Aerospace Department - EAS Trailblazers Seminar

Abstract

Materials and structures subjected to the extreme conditions of hypersonic flight undergo complex thermochemical degradation and fracture. Understanding and predicting these effects is critical for low-cost, sustainable space access and various scientific, industrial and national security objectives. We elucidate the fundamental mechanisms governing both ceramic and ablative thermal protection systems using a theoretical formulation and large-scale simulation framework for fracturing solids with complex post-fracture thermochemical response. First, a computational model of recently observed thermal shock and pore pressure failures is used to explore key failure modes and potential damage mitigation strategies. Then, a rigorous constitutive theory is shown to capture molecular diffusion through passively oxidizing ultra-high temperature ceramics. Three-dimensional coating simulations expose the channeling mechanisms and a transition from decussating to circumferential cracking that explains the rich variety of surface cracks found in experiments. We corroborate the distinct fracture morphology regimes using a simple structural theory and conclude with exciting avenues for future research.

Biography

Daniel Pickard is a postdoctoral researcher in the Department of Aeronautics and Astronautics at the Massachusetts Institute of Technology.
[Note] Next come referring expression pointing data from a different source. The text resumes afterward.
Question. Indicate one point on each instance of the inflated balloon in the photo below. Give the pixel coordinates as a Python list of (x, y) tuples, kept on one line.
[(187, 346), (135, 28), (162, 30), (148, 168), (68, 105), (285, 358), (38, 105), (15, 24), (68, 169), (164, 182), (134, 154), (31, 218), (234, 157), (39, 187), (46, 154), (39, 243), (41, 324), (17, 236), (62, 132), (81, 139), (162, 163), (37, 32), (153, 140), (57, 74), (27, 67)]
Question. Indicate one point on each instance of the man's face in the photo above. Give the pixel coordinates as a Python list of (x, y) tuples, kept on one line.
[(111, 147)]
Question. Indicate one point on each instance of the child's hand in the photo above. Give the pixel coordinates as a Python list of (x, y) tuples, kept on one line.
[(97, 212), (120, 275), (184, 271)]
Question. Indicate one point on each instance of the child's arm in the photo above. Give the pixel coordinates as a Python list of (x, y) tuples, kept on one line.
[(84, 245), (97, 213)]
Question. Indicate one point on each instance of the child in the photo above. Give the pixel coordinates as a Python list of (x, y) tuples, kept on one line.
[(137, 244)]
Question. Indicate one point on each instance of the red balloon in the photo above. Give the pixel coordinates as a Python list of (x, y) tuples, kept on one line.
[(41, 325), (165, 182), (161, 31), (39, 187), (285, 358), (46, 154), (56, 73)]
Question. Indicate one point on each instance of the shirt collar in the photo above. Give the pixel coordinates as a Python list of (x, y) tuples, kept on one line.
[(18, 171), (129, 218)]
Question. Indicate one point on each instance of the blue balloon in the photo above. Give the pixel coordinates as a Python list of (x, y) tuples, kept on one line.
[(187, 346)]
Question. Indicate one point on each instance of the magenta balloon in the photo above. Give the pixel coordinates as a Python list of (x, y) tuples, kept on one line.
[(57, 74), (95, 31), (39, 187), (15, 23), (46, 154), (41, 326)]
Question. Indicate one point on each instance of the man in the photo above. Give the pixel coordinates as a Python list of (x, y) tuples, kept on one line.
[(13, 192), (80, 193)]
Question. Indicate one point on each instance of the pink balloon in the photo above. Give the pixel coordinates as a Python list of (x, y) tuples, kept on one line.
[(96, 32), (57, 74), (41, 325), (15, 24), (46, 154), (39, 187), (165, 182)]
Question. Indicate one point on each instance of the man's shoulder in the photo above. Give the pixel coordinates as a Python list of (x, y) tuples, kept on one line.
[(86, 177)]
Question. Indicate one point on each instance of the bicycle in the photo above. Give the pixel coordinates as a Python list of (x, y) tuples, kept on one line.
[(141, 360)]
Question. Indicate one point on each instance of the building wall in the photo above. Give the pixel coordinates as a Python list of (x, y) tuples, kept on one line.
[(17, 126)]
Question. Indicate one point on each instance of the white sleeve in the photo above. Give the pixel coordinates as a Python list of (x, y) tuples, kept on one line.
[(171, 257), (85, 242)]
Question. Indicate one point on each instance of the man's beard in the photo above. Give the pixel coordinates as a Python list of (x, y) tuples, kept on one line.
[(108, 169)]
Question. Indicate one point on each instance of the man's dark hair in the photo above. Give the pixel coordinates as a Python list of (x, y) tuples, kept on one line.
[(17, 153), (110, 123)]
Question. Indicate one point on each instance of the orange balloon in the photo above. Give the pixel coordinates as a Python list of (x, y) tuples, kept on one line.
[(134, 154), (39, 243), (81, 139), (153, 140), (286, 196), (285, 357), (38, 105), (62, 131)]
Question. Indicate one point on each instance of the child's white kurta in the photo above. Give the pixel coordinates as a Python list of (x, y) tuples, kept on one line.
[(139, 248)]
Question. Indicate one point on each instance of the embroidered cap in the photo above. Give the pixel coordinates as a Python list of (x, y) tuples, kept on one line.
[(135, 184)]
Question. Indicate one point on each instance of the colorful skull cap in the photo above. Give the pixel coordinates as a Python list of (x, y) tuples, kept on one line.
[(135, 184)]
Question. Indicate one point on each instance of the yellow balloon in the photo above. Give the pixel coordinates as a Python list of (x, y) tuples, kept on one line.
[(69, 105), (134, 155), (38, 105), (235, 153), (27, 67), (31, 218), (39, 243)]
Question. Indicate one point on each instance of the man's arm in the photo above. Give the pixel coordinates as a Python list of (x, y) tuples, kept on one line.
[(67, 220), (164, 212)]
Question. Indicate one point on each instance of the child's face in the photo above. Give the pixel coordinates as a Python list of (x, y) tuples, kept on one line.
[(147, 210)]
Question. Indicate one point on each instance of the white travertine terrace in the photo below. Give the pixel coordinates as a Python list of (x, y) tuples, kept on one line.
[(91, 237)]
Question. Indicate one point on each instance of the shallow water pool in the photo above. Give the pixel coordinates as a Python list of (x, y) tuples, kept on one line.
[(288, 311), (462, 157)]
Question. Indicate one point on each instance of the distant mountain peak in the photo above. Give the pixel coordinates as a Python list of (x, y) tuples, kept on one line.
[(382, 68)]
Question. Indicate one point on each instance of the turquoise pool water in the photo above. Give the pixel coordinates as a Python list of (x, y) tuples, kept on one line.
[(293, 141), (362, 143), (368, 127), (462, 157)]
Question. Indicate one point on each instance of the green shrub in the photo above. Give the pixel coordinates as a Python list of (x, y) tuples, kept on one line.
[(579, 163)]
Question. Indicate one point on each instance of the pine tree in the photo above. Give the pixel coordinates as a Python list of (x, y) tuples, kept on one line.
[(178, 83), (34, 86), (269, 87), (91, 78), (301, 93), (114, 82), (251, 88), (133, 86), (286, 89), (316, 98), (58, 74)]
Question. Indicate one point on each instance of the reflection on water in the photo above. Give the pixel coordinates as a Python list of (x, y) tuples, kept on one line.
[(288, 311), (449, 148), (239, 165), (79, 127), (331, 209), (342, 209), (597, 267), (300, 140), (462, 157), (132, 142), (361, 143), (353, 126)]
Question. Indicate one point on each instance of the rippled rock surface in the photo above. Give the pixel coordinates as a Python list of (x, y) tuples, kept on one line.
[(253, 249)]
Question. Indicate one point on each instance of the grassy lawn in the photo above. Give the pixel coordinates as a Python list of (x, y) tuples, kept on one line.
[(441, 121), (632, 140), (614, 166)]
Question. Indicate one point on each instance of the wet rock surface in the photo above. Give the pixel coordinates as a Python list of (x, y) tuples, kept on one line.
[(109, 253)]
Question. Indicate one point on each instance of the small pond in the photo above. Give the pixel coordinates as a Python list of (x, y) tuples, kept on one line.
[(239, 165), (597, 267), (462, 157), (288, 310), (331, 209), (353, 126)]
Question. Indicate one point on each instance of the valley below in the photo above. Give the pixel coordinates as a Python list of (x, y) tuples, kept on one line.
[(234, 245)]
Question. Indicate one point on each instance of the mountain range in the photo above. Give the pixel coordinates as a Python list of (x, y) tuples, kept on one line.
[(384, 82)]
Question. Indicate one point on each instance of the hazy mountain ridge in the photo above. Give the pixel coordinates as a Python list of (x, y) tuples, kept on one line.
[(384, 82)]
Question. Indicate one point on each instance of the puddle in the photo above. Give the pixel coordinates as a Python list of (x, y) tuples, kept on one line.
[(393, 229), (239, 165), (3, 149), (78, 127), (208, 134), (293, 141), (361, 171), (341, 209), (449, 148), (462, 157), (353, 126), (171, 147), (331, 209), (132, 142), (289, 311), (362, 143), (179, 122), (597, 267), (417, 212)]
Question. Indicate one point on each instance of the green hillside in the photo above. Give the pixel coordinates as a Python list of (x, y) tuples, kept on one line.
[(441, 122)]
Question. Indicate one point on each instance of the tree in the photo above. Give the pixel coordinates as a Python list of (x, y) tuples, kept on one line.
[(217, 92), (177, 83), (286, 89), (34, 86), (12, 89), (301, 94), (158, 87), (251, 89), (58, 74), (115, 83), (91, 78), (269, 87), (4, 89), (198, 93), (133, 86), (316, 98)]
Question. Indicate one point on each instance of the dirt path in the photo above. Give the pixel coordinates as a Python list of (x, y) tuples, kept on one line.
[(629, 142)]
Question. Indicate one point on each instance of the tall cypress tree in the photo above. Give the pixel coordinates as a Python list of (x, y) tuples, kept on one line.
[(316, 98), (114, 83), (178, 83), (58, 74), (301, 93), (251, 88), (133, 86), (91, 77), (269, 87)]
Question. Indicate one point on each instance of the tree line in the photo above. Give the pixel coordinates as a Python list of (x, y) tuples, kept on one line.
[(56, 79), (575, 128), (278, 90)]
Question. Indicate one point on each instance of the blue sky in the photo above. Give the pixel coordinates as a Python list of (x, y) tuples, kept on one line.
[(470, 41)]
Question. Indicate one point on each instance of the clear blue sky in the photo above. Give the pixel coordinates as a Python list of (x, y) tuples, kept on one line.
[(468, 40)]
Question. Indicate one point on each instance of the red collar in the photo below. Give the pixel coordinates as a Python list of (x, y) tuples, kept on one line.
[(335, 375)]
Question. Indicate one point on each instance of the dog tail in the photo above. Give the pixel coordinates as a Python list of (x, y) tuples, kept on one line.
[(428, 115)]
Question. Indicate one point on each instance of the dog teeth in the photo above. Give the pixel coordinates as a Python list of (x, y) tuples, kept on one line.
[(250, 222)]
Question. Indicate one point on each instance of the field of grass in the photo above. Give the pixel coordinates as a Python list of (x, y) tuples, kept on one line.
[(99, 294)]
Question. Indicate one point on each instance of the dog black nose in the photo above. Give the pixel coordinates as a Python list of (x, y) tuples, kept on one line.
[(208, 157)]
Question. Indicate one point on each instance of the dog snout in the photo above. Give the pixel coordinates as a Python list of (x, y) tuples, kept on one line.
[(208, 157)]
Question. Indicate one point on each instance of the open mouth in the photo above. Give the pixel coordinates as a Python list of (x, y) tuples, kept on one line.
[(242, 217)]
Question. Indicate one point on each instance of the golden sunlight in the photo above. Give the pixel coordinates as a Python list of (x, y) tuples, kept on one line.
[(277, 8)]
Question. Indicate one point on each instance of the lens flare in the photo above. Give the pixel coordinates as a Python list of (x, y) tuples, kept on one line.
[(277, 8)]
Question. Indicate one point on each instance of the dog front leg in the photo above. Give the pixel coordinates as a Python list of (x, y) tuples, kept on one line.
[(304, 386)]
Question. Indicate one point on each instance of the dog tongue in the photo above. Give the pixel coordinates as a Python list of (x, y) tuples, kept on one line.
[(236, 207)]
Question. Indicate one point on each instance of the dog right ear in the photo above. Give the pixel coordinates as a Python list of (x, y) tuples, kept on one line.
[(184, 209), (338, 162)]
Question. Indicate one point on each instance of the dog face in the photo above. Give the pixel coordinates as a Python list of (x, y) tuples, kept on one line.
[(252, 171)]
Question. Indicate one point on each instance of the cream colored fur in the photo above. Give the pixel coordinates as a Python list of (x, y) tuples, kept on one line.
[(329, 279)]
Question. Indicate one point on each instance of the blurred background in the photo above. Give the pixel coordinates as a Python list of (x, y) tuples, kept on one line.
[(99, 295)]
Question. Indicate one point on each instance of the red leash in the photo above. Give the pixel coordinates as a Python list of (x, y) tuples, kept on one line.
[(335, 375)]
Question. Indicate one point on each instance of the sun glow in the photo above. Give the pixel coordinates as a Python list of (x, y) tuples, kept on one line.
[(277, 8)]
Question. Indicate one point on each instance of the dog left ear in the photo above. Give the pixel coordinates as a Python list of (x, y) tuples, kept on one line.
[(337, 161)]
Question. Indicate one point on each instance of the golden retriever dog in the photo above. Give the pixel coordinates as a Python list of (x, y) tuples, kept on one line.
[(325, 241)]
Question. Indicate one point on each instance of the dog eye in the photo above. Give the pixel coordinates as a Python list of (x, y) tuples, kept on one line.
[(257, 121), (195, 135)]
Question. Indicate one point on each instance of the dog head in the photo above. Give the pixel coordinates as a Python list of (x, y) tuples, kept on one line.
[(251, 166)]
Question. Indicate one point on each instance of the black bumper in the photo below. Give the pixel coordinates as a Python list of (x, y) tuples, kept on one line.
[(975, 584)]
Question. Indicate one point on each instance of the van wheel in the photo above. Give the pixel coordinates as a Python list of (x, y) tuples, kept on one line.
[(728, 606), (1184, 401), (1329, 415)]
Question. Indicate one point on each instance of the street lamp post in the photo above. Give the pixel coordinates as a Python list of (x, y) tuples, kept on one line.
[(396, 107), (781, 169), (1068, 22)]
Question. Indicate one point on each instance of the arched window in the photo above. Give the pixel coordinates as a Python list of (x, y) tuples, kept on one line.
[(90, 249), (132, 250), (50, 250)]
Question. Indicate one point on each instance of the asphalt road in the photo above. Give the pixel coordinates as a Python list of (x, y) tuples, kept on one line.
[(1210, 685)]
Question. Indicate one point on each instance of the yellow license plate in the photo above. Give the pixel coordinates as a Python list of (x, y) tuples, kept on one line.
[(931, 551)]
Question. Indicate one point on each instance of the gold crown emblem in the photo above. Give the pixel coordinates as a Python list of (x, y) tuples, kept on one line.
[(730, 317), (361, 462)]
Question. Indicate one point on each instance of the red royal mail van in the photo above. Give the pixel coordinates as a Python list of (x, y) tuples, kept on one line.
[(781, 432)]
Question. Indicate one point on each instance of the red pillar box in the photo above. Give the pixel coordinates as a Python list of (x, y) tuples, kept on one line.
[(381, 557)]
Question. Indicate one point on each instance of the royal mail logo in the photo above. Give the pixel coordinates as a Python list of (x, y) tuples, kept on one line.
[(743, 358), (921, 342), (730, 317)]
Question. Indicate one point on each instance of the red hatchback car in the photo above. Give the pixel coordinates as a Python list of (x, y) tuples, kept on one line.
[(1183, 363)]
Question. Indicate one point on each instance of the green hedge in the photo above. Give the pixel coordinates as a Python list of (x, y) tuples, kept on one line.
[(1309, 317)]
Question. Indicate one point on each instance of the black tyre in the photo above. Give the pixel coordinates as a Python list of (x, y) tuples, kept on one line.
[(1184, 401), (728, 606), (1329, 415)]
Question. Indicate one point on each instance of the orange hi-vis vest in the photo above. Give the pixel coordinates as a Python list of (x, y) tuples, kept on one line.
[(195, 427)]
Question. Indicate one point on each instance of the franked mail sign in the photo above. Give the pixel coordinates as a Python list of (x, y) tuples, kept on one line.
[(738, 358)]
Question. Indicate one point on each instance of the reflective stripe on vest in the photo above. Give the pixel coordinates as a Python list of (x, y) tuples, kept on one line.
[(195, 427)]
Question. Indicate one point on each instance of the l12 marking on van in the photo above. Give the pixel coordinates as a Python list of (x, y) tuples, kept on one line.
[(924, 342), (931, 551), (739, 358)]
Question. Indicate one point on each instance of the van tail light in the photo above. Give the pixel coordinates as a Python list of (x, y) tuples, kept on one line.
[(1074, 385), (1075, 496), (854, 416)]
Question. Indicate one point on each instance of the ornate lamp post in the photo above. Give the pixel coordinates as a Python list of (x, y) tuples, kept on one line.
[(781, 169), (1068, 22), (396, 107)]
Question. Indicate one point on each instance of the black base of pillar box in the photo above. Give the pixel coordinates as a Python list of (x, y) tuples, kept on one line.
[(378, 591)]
He received undergraduate, masters and doctoral degrees in the same department in 2020, 2022, and 2025. His research is concerned with highfidelity simulation of multiphysics phenomena in solid materials. With his collaborators, he is developing numerical methods to advance our understanding of the physical effects of highenthalpy hypersonic flows on reentry vehicle thermal protection systems. Dr. Pickard enjoys teaching computational mechanics and learning about new developments in related areas.